First California boycotted Arizona over its stupid immigration law. Now its lawmakers are fighting back against the Texas Board of Education's changes to history textbooks — to defend McCarthy-ism, minimise Thomas Jefferson and twist the separation of church and state.

The problem is that the measures of the crackpot conservative Texas Board, headed by Rick Perry appointee Gail Lowe, pictured above, affect other states too — they're such a big market for schoolbooks that the changes they want made will creep into the books other, smaller states have to use to teach their kids. The Washington Post explain what that means kids in Texas, and elsewhere, will now be taught. In school. As history:

What it wanted, for example, was to minimize the legitimate role of the brilliant Thomas Jefferson; improperly explain the meaning and importance to the country's development of the phrase "separation of church and state"; incorrectly say that the McCarthyism of the 1950s was vindicated; require that that the United States be referred to as a "constitutional republic" rather than "democratic," (I'm betting because "democratic" sounds too much like "democrat" to these conservative Republicans); and much more.

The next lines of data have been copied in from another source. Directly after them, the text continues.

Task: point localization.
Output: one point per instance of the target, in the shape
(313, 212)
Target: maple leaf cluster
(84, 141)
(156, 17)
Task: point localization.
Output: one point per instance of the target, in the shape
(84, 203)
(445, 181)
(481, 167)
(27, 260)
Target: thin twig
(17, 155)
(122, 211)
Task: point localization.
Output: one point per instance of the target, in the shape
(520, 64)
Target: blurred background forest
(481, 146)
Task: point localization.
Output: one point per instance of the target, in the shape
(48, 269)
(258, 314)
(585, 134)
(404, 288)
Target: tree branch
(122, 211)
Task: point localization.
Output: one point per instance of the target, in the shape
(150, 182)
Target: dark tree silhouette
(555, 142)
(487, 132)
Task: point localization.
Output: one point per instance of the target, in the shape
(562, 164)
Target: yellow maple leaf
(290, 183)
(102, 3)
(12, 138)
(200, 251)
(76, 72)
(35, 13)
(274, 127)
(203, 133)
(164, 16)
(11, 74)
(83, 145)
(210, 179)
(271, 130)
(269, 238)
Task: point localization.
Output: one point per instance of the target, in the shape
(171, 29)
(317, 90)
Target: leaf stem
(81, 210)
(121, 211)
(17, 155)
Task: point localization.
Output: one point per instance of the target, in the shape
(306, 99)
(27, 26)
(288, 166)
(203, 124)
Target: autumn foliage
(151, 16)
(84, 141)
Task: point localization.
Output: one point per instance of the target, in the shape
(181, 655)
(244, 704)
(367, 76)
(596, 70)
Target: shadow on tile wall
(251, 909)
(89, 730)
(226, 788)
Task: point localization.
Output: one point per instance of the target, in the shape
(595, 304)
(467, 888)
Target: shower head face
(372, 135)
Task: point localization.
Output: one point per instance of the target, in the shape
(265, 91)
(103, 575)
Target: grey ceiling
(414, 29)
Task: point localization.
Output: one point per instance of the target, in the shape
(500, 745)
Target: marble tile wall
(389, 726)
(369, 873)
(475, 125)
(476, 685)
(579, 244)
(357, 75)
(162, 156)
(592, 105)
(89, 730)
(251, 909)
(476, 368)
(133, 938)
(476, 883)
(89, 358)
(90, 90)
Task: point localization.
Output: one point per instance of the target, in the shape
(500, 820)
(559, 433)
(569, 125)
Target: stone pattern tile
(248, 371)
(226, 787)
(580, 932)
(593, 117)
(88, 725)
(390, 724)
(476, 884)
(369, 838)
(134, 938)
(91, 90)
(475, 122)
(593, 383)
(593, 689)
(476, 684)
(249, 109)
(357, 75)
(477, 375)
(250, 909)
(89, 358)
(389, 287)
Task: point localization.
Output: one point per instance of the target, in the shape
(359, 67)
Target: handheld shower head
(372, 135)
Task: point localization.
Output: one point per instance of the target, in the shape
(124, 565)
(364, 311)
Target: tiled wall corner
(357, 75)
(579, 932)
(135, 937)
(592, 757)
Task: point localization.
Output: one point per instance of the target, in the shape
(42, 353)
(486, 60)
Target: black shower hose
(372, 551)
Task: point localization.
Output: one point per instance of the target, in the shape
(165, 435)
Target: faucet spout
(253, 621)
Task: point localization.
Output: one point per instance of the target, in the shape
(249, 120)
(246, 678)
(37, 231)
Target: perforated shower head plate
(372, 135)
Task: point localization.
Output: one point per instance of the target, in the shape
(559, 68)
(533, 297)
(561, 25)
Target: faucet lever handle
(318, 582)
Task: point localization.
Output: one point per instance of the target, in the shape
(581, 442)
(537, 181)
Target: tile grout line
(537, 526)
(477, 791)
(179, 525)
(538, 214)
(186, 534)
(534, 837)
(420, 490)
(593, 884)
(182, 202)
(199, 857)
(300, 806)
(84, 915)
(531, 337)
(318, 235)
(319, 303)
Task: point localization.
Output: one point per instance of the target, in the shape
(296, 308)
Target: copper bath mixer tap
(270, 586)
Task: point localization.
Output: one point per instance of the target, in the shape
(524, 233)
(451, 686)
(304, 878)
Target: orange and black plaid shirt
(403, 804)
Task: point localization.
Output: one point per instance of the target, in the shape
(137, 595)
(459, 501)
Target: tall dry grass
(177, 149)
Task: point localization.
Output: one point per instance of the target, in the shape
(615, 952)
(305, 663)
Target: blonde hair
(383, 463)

One change that was initially approved but then rescinded, apparently because it was simply too embarrassing even for these people, was to require that the system known as the "slave trade" be known instead as the "Atlantic triangular trade." The fact that it was first approved is more than disturbing.

California, actually, is such a big textbook market itself that it's not really in danger of having such idiocy rammed down the throats of its children. But State Senator Leland Yee has introduced a bill to ensure there can be no overlap anyway. It may be purely symbolic (like the Arizona boycott). But it's better than the face-palm and sigh that most of us resort to when reading about such antics.